她嘴角控制不住地往耳邊咧:今年幾月份還有好日子啊?聘禮該要些什麼?我那些錢置辦嫁妝夠不夠?孩子該起什麼乳名?張知序狠狠地掐了一把她的臉。
「哎呀,疼。」她咧著嘴道,「不是夢。」
這人偶爾也冒幾道精光,怎麼一遇見裴如珩就傻得讓人生氣。
他懶得再搭理她,任由她跟人嘰嘰喳喳地聊。
-大仙!
陳寶香偏來喊他:我想學琴棋書畫和貴門禮儀!
張知序哼哼兩聲:去司教坊,花錢就能學。
-這不有您在麼,咱就不花那個冤枉錢了吧?
她嘿嘿直笑:我就學點簡單的,能應付婚禮場面就成。
人家只說了兩個字,她倒是想了個全套。
張知序煩得慌,敷衍地應了她兩句就繼續打量四周。
裴如珩被陳寶香一攪和,已經完全忘了要追究謠言的來源,而詩會上的眾人還在口口相傳。
負心漢的故事從民間到貴門,正在慢慢地燎原。
幾日之後,謝蘭亭去了蕁園。
彼時陳寶香還正纏著大仙學琴藝,她學得很認真,但彈出來的東西實在不堪入耳。
「怎麼樣?」彈完還晃著步搖跟他討誇。
張知序從容地取出耳朵裡的紙團:「挺好的,為師對你沒有別的要求,只要以後出去彈奏莫要說出我的名諱。」
陳寶香驚訝:「你還有名諱?叫什麼?」
張知序咳嗽一聲轉開話頭:「好像有人來了。」
遠遠的,謝蘭亭和九泉說著話就朝她走了過來。
再度看見這個女子,還是在蕁園裡,謝蘭亭悲憤萬分,一拍大腿就道:「我就知道什麼不沾女色都是幌子,這些年光讓他編排我了,怎麼就沒發現他也金屋藏著嬌。」
「不是。」張知序下意識地否認。
陳寶香也連忙撇清關係:「你別胡說啊,鳳卿應該不喜歡女人吧,他就喜歡你。
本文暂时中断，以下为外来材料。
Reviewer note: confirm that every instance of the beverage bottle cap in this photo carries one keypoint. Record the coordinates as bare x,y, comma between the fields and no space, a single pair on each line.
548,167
」
謝蘭亭:???
他驚恐地護住了自己的胸口:「什麼?」
張知序很是無語:你瞎說什麼。
-不是嗎?外頭都這麼傳啊,說張知序不沾女色,唯與謝蘭亭要好。
-……外頭是外頭,外頭還傳謝蘭亭成熟穩重,有宰相之風呢,你看他這模樣像嗎。
陳寶香順著他的話看了看面前這人,嗯,好像快哭了。
謝蘭亭真快哭了,十幾年的兄弟,穿一條褲子長大的,突然就看上他了?
他嘴唇都哆嗦了起來:「你,你這事,鳳卿告訴你的?」
陳寶香乾笑:「沒,我自己猜的,你倆不是總一起玩麼,他跟我說了不少你的事情。」
「嚇死我了。」謝蘭亭坐在茶桌邊直嘆氣,「姑娘,我與他只是朋友,你千萬別誤會。」
她有什麼能誤會的。
陳寶香乾笑,轉開話頭:「大人這風風火火的是怎麼了?」
提起正事,謝蘭亭終於嚴肅了些:「近來坊間流傳的那個故事,有人傳到了聖上耳朵裡,聖人命我徹查。」
張知序擺手:「你敷衍敷衍得了。」
「這次恐怕不行。」謝蘭亭皺眉,「程槐立昨晚親自進宮告狀,當著大長公主他們的面鬧得難看,弄得聖人下不來臺,非要我七日內破案。」
九泉和張知序都心口一跳,飛快地替陳寶香想起退路來。